T-Mobile says Sprint deal may close as early as first-quarter next year
T-Mobile US’s Chief Financial Officer said there is a possibility that its $26 billion acquisition deal of Sprint will close as early as the first quarter of 2019.
T-Mobile, majority owned by Deutsche Telekom AG, agreed in April to buy wireless carrier Sprint and the deal was initially expected to close in the first half of 2019.
The Federal Communications Commission (FCC) and the Department of Justice are currently scrutinizing the deal.
“The only remaining thing that is happening is depositions with the DoJ, which have started and will be completed in a few weeks,” CFO J. Braxton Carter told the Morgan Stanley TMT Conference in Barcelona.

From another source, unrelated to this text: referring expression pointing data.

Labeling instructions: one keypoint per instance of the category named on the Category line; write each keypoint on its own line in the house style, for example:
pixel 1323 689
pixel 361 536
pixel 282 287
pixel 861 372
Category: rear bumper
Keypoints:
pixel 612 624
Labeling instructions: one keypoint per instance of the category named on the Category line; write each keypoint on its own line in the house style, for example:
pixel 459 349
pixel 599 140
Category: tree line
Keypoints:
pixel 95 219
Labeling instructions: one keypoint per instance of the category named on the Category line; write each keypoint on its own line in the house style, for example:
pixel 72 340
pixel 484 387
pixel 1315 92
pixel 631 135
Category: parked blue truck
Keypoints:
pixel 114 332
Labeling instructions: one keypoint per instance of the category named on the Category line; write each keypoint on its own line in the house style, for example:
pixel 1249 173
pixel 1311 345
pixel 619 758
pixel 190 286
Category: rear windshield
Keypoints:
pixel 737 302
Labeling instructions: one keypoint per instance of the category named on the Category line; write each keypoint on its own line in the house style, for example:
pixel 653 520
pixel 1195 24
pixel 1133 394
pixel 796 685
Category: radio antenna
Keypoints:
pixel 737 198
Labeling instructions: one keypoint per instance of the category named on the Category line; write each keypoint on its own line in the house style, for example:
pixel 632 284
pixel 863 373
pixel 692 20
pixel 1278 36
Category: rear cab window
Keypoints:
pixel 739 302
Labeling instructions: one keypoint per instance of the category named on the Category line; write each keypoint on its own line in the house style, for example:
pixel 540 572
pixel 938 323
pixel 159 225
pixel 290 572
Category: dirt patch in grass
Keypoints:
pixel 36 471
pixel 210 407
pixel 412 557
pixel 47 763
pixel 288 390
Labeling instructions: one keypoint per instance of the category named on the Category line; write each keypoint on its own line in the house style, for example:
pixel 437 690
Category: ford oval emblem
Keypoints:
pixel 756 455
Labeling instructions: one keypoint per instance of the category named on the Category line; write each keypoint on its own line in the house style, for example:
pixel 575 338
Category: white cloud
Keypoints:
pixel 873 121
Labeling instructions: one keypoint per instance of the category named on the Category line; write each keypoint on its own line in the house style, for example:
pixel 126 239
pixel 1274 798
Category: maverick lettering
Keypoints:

“At this point, it’s more pointing to the second quarter as more probable (but) it could still be first quarter,” Carter said.
Both the agencies did not immediately respond to requests for comment.
The agreement between the third and fourth largest U.S. wireless carriers in April was reached after four years of on-and-off talks that set the stage for the creation of a company that would compete more favorably with the top two wireless players, Verizon Communications and AT&T.
Their first round of merger talks had ended unsuccessfully in 2014 after the then Obama administration expressed antitrust concerns.
Carter said on Friday the companies have provided 25 million pages worth of documents to the DoJ, filed 600 pages public information statement with the FCC and held meetings with other U.S. government departments.
The two companies have also defended their deal by saying they need to merge to build the next generation of 5G wireless technology in a robust nationwide network.
“The combined assets of Sprint and T-Mobile can create 8 times the 5G capacity that either of us could do on a standalone basis and 15 times the speed,” Carter said.
Telecom companies are pegging their future success on implementation of 5G networks, which are expected to be at least 100 times faster than current 4G networks and cut latency, allowing for innovations in a number of fields.
Governments have started auctioning 5G spectrum on both sides of the Atlantic.
The FCC on Wednesday launched the agency’s first high-band 5G spectrum auction while Germany is expected to start its 5G auctions in early 2019.
There would be “very, very significant” revenue synergies in the new company resulting from the merger, Carter said at the conference.